Today, I’m excited to introduce another writer for our devotions. Susan Smith is the Kids’ Cove Coordinator for LSA. She is a wife and mother of 2 precious girls. She’s a leader for small groups, and also helps in MOPS (Mothers of Preschoolers). She’s one busy person, but hopefully she’ll be able to find time to contribute to these devotions occasionally.
By Susan Smith, LSA Kids’ Cove Coordinator
1 At that time the disciples came to Jesus and asked, “Who, then, is the greatest in the kingdom of heaven?” 2 He called a little child to him, and placed the child among them. 3 And he said: “Truly I tell you, unless you change and become like little children, you will never enter the kingdom of heaven. 4 Therefore, whoever takes the lowly position of this child is the greatest in the kingdom of heaven. 5 And whoever welcomes one such child in my name welcomes me.
After reading this scripture, two types of faith come to mind: ‘childish’ and ‘child-like.’ While both tie back to the idea of childhood, they have two very different pictures that they paint. For argument’s sake, ‘childish’ creates a negative image, such as immaturity, selfishness, maybe even silliness. ‘Child-like,’ on the other hand, has a more positive message: innocence, trust, and unconditional love.
This Scripture begins with the disciples asking Jesus a question. Matthew’s description doesn’t really explain how the disciples came to ask this question. Looking at Luke 9:46, however, we see, “46 An argument started among the disciples as to which of them would be the greatest.” This gives us a better picture of why they came to Jesus with the question in Matthew 18:1 “Who, then, is the greatest in the kingdom of heaven?” Jesus knew their hearts. They had been acting childish, selfish in their thinking, lacking humility. Jesus, as he did so often, took this opportunity to teach the disciples an important lesson. Calling a child over, he painted a clear picture of the type of faith he expected of his disciples, a child-like faith. Dr. Wess Stafford, in his book Too Small to Ignore, explains this passage this way:
Jesus was speaking of humility. Lowliness of heart and mind. A teachable spirit. A willingness, even a delight, to learn. The kind of simple faith that wouldn’t have walked tentatively on the water as Peter did but would have skipped and frolicked, completely secure in the Master’s presence and protection. The trust that allows one to live contentedly by another’s rules, even without fully understanding them. The need to love and be loved that simply cannot hold a grudge but is quick to forgive, confident that love can go on.

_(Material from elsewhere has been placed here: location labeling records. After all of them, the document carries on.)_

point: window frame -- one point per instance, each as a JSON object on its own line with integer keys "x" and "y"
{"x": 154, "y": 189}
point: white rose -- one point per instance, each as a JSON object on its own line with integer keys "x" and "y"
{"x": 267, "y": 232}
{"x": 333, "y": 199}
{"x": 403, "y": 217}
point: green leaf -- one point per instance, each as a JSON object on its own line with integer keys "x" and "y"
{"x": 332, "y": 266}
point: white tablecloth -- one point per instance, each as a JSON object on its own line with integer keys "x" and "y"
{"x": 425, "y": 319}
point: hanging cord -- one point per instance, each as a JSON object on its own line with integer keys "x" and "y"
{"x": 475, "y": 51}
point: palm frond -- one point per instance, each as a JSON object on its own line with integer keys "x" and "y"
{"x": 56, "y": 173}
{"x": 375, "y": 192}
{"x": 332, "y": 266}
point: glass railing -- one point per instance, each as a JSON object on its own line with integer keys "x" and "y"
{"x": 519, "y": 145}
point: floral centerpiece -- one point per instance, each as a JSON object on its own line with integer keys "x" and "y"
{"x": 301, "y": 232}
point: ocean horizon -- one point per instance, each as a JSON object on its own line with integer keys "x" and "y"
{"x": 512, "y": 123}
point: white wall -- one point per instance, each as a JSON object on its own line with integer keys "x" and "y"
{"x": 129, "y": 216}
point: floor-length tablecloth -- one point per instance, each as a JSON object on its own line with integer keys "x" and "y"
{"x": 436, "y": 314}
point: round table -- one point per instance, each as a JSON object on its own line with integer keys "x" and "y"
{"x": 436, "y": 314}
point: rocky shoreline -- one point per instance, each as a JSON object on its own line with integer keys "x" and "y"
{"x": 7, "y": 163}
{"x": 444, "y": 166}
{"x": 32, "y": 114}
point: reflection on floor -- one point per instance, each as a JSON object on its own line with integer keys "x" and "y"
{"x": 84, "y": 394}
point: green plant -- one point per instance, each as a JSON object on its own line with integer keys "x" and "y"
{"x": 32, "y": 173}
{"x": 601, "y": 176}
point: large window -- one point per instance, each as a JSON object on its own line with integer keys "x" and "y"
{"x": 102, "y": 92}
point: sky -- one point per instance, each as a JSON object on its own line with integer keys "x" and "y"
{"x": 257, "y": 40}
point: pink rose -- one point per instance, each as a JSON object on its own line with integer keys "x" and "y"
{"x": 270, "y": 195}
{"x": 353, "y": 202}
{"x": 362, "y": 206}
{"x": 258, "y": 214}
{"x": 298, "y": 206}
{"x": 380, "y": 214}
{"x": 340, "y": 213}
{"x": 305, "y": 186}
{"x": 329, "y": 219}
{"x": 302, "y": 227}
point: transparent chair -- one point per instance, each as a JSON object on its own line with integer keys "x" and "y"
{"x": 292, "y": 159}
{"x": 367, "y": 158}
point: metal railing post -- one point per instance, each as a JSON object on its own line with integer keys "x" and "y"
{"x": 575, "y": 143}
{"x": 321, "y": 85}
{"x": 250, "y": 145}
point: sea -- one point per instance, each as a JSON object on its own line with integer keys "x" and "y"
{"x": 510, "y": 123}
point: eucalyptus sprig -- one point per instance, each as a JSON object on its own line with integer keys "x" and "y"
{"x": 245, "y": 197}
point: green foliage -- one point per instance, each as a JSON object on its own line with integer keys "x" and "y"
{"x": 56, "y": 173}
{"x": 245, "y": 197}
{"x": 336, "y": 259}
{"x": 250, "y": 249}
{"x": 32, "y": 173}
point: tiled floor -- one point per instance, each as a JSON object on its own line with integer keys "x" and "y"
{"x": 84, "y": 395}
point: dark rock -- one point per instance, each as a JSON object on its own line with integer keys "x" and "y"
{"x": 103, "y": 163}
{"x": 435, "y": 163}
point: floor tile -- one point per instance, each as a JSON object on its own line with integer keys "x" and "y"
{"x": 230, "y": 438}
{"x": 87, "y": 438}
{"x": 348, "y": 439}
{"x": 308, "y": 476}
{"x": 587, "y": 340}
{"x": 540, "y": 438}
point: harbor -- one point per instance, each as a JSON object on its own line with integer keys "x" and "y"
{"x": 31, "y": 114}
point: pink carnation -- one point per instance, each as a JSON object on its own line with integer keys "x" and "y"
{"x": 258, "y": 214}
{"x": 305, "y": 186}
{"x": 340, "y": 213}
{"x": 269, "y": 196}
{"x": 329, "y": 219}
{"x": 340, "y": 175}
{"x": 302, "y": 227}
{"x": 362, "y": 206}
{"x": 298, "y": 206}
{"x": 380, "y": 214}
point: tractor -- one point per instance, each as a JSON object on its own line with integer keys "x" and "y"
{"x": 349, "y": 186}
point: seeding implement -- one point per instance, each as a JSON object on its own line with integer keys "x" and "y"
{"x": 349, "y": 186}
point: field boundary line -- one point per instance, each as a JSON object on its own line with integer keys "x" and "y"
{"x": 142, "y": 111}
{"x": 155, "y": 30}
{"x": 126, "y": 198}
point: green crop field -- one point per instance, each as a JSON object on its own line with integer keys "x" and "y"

To humble ourselves like a child, fully reliant and trusting God without knowing all the answers, can be scary. As adults we have so much that can skew our faith: past experiences, worldly desires, anxieties about tomorrow, the list goes on. Children however have an overwhelming desire to have faith like no other. They have no preconceived ideas or worldly knowledge to fill their heads. They “skip” across the water keeping their eyes on Jesus the whole time fully believing without an ounce of doubt that he would embrace them with open arms. What would that look like? To keep our eyes on Jesus, keeping our faith strong and fully dependent on Him? Wouldn’t this kind of faith give us more peace? Worry and doubt tend to take years off our lives. Why not focus on the promises and power of Jesus instead?
It’s ok to not have all the answers and ask questions, but in the end God asks us to trust that He knows what’s best. We’re asked to trust that He goes before us. Remember that God’s got this! Matthew 6:34 says, “Don’t worry about tomorrow for tomorrow will worry about itself.” So let’s find comfort in knowing God’s in control, and choose to have Child-like faith, humbling ourselves before the Lord.
What type of faith do you want to have?